As almost anyone knows, or could find out, I live in Naples, Florida. It’s a beautiful town. And it’s a wealthy town, with tons of elderly snowbirds who come down for the “season.” If you live in Naples year-’round, there is inevitably some point during season at which you just lose it. Today was that day for me.
So, we’re driving home from picking up a bb-q dinner tonight, and I am on a roll. You have a vast array of topics to choose from during lose-it point, some of which include traffic, rudeness, Publix shopping cart/deli wars, crowded restaurants, and snobbery. After a brief visit to an art gallery, it was this last topic that occupied me tonight, and the conversation went something like this:
K- ” ‘We summer in Marblehead!‘ Please, I mean, who talks like that? I don’t care! I don’t care who you know, or where your seven houses are, or which car you chose to take tonight, the Mercedes or the Lamborghini. God! I summer. Please.”
D- “Uh huh.”
K- “And can you believe he actually touched the painting?! Who does that? I mean, where were these people raised? Would they go to a museum and touch a painting?”
D- “Uh huh.”
K- “God, I want to get out of this town sometimes. (pause) I miss my books. (Side note: my books, ALL of my books, my many, many beloved books, are packed in boxes and in our attic, because we don’t have room for them all in our sweet little house. The plan is to get a bigger house, so that one day I can have my books, and maybe even a desk. But this likely entails moving out of Naples, because in order for you to get a house over 325 square feet you must have a trust fund. And you probably have to summer somewhere too. So, any rant about the irritants of season inevitably turns to me missing my books.)
D- “I miss my youth.”
K- laughing “At least my books are retrievable.”
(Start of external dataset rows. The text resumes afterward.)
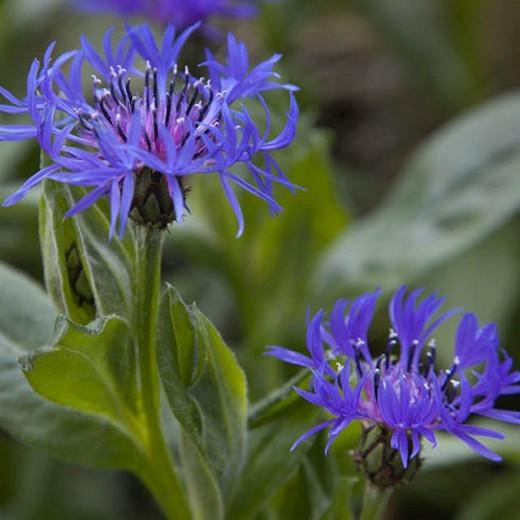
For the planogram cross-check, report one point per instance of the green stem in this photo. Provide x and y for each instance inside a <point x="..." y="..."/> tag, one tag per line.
<point x="374" y="502"/>
<point x="162" y="478"/>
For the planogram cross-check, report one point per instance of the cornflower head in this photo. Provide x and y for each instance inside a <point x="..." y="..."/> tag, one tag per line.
<point x="181" y="13"/>
<point x="401" y="396"/>
<point x="147" y="125"/>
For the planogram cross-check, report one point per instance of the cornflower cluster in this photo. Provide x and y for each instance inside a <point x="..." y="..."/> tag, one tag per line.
<point x="405" y="395"/>
<point x="148" y="124"/>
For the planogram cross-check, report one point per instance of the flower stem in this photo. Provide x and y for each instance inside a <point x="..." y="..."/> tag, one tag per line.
<point x="161" y="478"/>
<point x="374" y="502"/>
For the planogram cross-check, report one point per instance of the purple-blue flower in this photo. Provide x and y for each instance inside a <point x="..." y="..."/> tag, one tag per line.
<point x="146" y="116"/>
<point x="181" y="13"/>
<point x="403" y="391"/>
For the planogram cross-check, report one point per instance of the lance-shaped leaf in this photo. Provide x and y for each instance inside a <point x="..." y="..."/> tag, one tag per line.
<point x="206" y="390"/>
<point x="269" y="465"/>
<point x="91" y="369"/>
<point x="26" y="322"/>
<point x="85" y="273"/>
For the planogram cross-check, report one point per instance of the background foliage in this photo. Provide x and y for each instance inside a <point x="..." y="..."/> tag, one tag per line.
<point x="409" y="151"/>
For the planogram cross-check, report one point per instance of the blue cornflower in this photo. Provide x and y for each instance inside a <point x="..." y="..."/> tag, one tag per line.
<point x="147" y="125"/>
<point x="181" y="13"/>
<point x="404" y="394"/>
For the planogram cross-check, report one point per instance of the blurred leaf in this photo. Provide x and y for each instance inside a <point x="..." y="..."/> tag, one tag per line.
<point x="417" y="32"/>
<point x="27" y="322"/>
<point x="206" y="389"/>
<point x="445" y="202"/>
<point x="495" y="499"/>
<point x="484" y="279"/>
<point x="339" y="508"/>
<point x="84" y="271"/>
<point x="451" y="450"/>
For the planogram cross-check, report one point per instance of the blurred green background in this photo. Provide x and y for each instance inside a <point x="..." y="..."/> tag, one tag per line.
<point x="409" y="149"/>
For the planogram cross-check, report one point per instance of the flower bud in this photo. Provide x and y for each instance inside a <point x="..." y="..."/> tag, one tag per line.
<point x="152" y="203"/>
<point x="380" y="463"/>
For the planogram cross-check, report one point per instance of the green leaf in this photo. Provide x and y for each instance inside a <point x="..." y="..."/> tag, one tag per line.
<point x="269" y="462"/>
<point x="339" y="509"/>
<point x="91" y="369"/>
<point x="444" y="203"/>
<point x="206" y="390"/>
<point x="85" y="273"/>
<point x="27" y="321"/>
<point x="26" y="314"/>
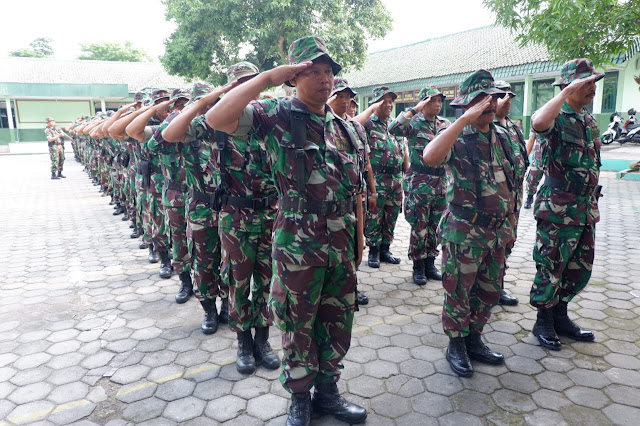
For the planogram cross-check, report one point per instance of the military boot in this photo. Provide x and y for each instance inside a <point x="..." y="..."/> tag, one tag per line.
<point x="458" y="358"/>
<point x="565" y="327"/>
<point x="418" y="272"/>
<point x="387" y="256"/>
<point x="374" y="257"/>
<point x="430" y="269"/>
<point x="262" y="351"/>
<point x="245" y="362"/>
<point x="210" y="321"/>
<point x="300" y="410"/>
<point x="544" y="330"/>
<point x="327" y="400"/>
<point x="165" y="264"/>
<point x="186" y="288"/>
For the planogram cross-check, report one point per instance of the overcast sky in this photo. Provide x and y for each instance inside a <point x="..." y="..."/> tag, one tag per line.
<point x="71" y="22"/>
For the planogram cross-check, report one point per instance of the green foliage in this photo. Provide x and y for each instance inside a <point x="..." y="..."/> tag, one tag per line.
<point x="596" y="29"/>
<point x="113" y="52"/>
<point x="214" y="34"/>
<point x="40" y="48"/>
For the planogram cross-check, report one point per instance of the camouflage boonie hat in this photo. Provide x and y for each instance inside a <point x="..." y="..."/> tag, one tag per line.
<point x="240" y="70"/>
<point x="575" y="70"/>
<point x="340" y="84"/>
<point x="379" y="92"/>
<point x="430" y="92"/>
<point x="480" y="82"/>
<point x="309" y="49"/>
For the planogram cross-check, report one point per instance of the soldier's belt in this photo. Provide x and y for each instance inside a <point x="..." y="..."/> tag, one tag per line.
<point x="427" y="170"/>
<point x="386" y="170"/>
<point x="574" y="187"/>
<point x="320" y="207"/>
<point x="176" y="186"/>
<point x="477" y="218"/>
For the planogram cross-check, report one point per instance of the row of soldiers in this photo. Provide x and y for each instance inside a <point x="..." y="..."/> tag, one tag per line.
<point x="277" y="189"/>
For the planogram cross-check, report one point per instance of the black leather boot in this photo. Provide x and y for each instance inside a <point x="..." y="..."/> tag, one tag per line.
<point x="544" y="330"/>
<point x="387" y="256"/>
<point x="186" y="288"/>
<point x="262" y="351"/>
<point x="565" y="327"/>
<point x="458" y="357"/>
<point x="153" y="254"/>
<point x="418" y="272"/>
<point x="245" y="363"/>
<point x="165" y="264"/>
<point x="327" y="400"/>
<point x="210" y="321"/>
<point x="478" y="351"/>
<point x="430" y="269"/>
<point x="300" y="410"/>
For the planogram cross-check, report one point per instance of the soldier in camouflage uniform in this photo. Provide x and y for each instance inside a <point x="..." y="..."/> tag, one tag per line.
<point x="566" y="208"/>
<point x="425" y="201"/>
<point x="389" y="159"/>
<point x="317" y="168"/>
<point x="476" y="226"/>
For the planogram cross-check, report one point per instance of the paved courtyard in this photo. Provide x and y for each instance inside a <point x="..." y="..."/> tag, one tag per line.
<point x="89" y="334"/>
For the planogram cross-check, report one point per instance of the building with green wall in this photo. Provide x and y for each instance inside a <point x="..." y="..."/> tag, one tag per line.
<point x="32" y="89"/>
<point x="446" y="61"/>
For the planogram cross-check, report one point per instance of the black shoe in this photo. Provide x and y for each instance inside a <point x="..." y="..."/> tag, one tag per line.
<point x="374" y="257"/>
<point x="478" y="351"/>
<point x="300" y="410"/>
<point x="165" y="264"/>
<point x="210" y="321"/>
<point x="245" y="362"/>
<point x="362" y="299"/>
<point x="186" y="288"/>
<point x="430" y="270"/>
<point x="527" y="204"/>
<point x="387" y="256"/>
<point x="507" y="300"/>
<point x="565" y="327"/>
<point x="262" y="351"/>
<point x="418" y="272"/>
<point x="458" y="358"/>
<point x="544" y="330"/>
<point x="327" y="400"/>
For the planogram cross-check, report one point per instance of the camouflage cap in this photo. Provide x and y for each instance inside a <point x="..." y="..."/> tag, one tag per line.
<point x="379" y="92"/>
<point x="577" y="69"/>
<point x="240" y="70"/>
<point x="431" y="91"/>
<point x="340" y="84"/>
<point x="480" y="82"/>
<point x="310" y="49"/>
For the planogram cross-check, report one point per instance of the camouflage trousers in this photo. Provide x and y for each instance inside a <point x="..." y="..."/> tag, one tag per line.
<point x="472" y="280"/>
<point x="564" y="259"/>
<point x="423" y="212"/>
<point x="314" y="307"/>
<point x="247" y="255"/>
<point x="204" y="249"/>
<point x="380" y="222"/>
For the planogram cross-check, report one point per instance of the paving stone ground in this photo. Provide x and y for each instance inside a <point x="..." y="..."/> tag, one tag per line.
<point x="89" y="334"/>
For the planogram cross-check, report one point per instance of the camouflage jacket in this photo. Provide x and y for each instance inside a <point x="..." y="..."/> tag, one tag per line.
<point x="496" y="198"/>
<point x="573" y="145"/>
<point x="332" y="171"/>
<point x="419" y="132"/>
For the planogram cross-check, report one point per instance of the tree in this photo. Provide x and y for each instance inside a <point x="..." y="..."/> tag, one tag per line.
<point x="113" y="52"/>
<point x="212" y="35"/>
<point x="40" y="48"/>
<point x="596" y="29"/>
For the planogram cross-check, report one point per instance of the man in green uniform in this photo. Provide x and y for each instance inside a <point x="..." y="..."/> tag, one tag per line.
<point x="317" y="170"/>
<point x="476" y="227"/>
<point x="566" y="207"/>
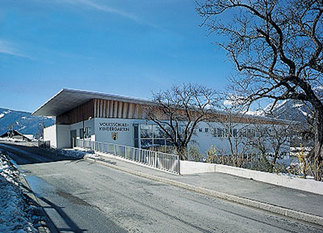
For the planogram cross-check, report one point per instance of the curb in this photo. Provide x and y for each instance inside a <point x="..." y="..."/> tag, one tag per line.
<point x="228" y="197"/>
<point x="44" y="228"/>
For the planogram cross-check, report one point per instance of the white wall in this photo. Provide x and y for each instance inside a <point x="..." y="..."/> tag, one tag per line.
<point x="105" y="128"/>
<point x="50" y="135"/>
<point x="190" y="167"/>
<point x="203" y="140"/>
<point x="63" y="136"/>
<point x="79" y="125"/>
<point x="308" y="185"/>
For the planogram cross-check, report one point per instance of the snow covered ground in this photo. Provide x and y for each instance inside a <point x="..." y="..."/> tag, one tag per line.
<point x="17" y="215"/>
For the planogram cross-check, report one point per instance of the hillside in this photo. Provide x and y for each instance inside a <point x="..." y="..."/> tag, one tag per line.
<point x="24" y="122"/>
<point x="293" y="109"/>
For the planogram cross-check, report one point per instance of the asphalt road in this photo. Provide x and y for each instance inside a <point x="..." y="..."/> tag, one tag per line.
<point x="82" y="196"/>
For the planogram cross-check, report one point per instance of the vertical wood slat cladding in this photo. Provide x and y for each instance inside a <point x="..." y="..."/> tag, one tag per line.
<point x="117" y="109"/>
<point x="98" y="108"/>
<point x="78" y="114"/>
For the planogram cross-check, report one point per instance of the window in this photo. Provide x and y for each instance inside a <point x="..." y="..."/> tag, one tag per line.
<point x="87" y="132"/>
<point x="220" y="132"/>
<point x="81" y="133"/>
<point x="214" y="133"/>
<point x="235" y="133"/>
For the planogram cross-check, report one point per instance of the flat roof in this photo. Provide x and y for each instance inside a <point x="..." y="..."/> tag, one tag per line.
<point x="67" y="99"/>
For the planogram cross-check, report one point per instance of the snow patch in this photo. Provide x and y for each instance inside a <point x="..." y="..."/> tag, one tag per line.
<point x="16" y="214"/>
<point x="298" y="105"/>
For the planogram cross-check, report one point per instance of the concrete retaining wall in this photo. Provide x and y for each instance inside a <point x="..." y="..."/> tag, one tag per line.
<point x="190" y="167"/>
<point x="308" y="185"/>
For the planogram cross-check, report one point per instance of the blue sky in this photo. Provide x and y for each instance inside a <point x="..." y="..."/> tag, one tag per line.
<point x="128" y="47"/>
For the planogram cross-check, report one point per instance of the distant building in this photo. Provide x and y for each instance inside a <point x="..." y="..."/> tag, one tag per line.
<point x="122" y="120"/>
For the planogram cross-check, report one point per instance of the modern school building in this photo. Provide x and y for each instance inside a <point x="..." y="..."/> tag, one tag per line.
<point x="122" y="120"/>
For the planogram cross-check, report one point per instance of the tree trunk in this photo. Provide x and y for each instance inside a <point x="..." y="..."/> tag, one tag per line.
<point x="318" y="145"/>
<point x="181" y="150"/>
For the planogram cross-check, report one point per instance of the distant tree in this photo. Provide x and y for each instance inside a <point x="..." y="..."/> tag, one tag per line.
<point x="178" y="111"/>
<point x="270" y="140"/>
<point x="277" y="47"/>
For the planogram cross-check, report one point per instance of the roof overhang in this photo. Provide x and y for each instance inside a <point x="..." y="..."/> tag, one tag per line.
<point x="67" y="99"/>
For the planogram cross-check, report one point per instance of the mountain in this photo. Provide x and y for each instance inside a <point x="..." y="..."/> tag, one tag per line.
<point x="24" y="122"/>
<point x="293" y="109"/>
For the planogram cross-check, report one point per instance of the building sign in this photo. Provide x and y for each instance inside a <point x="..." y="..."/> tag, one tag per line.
<point x="114" y="135"/>
<point x="114" y="126"/>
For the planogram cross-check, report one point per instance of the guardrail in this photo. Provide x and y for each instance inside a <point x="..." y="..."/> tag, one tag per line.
<point x="159" y="160"/>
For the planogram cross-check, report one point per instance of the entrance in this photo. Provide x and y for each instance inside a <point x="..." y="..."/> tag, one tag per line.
<point x="73" y="138"/>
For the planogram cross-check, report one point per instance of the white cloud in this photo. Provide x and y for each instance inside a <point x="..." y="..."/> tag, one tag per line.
<point x="104" y="8"/>
<point x="9" y="49"/>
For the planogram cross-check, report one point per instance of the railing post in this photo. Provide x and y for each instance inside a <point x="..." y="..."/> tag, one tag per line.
<point x="179" y="164"/>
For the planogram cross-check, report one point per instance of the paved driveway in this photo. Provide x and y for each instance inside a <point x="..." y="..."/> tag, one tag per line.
<point x="83" y="196"/>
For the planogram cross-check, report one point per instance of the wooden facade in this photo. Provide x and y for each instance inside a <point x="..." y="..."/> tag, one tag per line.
<point x="99" y="108"/>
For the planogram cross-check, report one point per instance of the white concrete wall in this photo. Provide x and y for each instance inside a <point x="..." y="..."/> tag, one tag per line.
<point x="308" y="185"/>
<point x="190" y="167"/>
<point x="79" y="125"/>
<point x="204" y="140"/>
<point x="106" y="127"/>
<point x="50" y="135"/>
<point x="63" y="136"/>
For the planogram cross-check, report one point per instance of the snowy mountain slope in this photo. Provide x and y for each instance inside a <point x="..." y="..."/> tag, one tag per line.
<point x="24" y="122"/>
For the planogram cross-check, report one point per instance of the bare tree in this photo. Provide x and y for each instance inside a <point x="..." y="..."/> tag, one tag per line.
<point x="233" y="122"/>
<point x="277" y="47"/>
<point x="178" y="111"/>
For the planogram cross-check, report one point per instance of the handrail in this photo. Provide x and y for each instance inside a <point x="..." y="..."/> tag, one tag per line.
<point x="156" y="159"/>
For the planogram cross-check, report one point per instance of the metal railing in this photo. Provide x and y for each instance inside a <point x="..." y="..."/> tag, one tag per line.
<point x="160" y="160"/>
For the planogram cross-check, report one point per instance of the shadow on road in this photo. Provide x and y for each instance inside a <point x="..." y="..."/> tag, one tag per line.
<point x="29" y="154"/>
<point x="72" y="226"/>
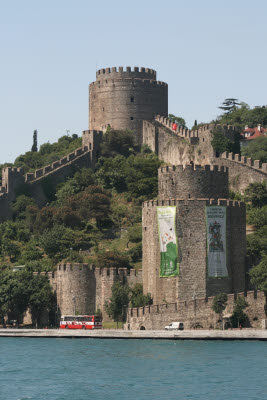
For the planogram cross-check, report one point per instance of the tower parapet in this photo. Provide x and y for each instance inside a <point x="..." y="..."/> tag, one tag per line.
<point x="123" y="98"/>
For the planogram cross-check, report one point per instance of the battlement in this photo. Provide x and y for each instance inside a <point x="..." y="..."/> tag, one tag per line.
<point x="193" y="201"/>
<point x="199" y="308"/>
<point x="193" y="168"/>
<point x="47" y="170"/>
<point x="133" y="82"/>
<point x="106" y="271"/>
<point x="256" y="164"/>
<point x="136" y="72"/>
<point x="193" y="181"/>
<point x="69" y="267"/>
<point x="187" y="133"/>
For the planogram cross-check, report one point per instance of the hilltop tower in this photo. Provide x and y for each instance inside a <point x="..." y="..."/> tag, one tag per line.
<point x="124" y="98"/>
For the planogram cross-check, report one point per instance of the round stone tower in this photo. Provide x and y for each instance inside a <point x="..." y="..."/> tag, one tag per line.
<point x="192" y="181"/>
<point x="124" y="98"/>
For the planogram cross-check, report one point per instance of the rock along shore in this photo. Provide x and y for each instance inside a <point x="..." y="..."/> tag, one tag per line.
<point x="244" y="334"/>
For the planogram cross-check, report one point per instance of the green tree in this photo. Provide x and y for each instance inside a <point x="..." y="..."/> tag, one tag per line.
<point x="118" y="142"/>
<point x="258" y="274"/>
<point x="257" y="217"/>
<point x="229" y="105"/>
<point x="239" y="318"/>
<point x="221" y="143"/>
<point x="138" y="299"/>
<point x="34" y="145"/>
<point x="257" y="149"/>
<point x="256" y="194"/>
<point x="219" y="304"/>
<point x="116" y="307"/>
<point x="10" y="249"/>
<point x="51" y="240"/>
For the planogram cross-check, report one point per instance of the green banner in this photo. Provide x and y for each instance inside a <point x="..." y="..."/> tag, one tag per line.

D- “I have great hope for liposuction.”
K- laughing harder, unable to form pithy retort
D- “And goat placenta.”
I almost slide onto the floorboards in laughter. He rolls our windows down, turns up The Eagles, and I am reminded again exactly how much I do love this man. I might forget about A Wrinkle In Time, but, you see, my tiny little memory bank is overloaded with memories of the times my husband has made me laugh, at life and at myself.
Besides, there’s always the library.